My Recovery Series: And then – I woke up.

My Recovery Series:  And then – I woke up.

++ Disclaimer: this is a post written in the early stages of  getting  help for my depression. In an effort to be as transparent as possible with my story, I am posting these, previously private, stories so that if you read them in chronological order you can see the progression of recovery.  This is the 8th story I wrote.  

This is the most evident change I have noticed since I started feeling better… I am not foggy anymore.  Its hard to explain, but here’s my best example.

I never realized that my life had become “background” noise to the cacophony of sound that depression was playing in my brain.  The most important parts, the star of the show, what I should have been focusing on, – my life – was just the backdrop!  The shroud of depression colored every aspect of my life. My life was being covered by this fog that never seemed to lift.  The fog is suffocating, and life sucking.  It took the color out of every beautiful thing in my life.

The fog was so depressing. (I know, right?)  There’s just not a better word for it. When I was at my darkest, I could almost feel the fog. Like the heavy dew in the morning, that makes the grass look hazy and white, that is what depression does to your life.  It makes your life white washed.

A sad realization hit me just the other day.  I found that I couldn’t recall most things from the last 3 years of my life.  I actually sat down and tried remembering Christmas from the year Zoe was born and couldn’t, nor could I remember Ezra’s birthdays, or Easter last year.  It struck me that, the fog that covered me, also prevent me from enjoying the moment so much that the memory was never even made. I had been this robot that did all the right things but didn’t enjoy any of them.  I was a shell of myself, like a wax figure.  I looked like myself on the outside but the fog in my brain disabled my ability to make memories.  I was living almost a coma-like state.   It was like I had been asleep for the last 5 years.

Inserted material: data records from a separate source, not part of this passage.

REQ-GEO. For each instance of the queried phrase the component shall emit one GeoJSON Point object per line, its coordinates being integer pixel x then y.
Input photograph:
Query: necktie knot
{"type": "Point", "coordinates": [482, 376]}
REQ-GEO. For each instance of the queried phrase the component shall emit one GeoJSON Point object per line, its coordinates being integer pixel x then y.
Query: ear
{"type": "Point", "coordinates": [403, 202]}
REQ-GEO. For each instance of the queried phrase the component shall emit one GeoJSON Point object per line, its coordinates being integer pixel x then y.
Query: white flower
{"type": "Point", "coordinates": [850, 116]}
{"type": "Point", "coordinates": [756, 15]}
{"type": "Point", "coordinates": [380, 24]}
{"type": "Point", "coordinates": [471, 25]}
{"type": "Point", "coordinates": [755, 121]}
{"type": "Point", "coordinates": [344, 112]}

Matthew sent me this video – This.  This was me before I got help.  This was me before I got medication.  This was my life for 5 long, suffocating years.

 

And then – I woke up.

Since I got help, I have noticed that the fog is lifting. A little at a time, and not fast by any means, but it is lifting.  It’s a little lighter during the day, with some days that don’t feel heavy at all.

I don’t know if I will ever get back the memories that depression stole from me.  I don’t know how to recapture the things that got blotted out by the fog.  But I know I won’t go back there again.

I am awake now, and I fully intend to stay that way.

I can recall things quicker and I participate in conversations.  Both things that I had long given up trying to do.

I actually listen to the speakers on Sunday mornings.  Maybe life has meaning after all?

I watch and enjoy my kids so.much.more.  I have missed too much already because of this wretched disease.

Last week, on a whim, I bought a set of Easter cookie cutters.  Then yesterday I picked up these crazy looking Easter sprinkles, and on the way home I was telling my husband how I was going to invite my sister over to make cookies and decorate them for Easter at my moms.  As I am going on about the Easter celebrations and the kids all coming for a loud cookie-making mess, my husband smiled at me.  One of those smiles that demands an explanation.

“What?”  I asked.

“Its’ good to have you back.”  was his reply.  “I’ve missed you.”

“Me too.” I whispered. “Me too.”

 

If you need help, or if you have been foggy for a long time, please get help.  You do not have to live with unbearable symptoms of depression.  There are people who care and there are people that can help.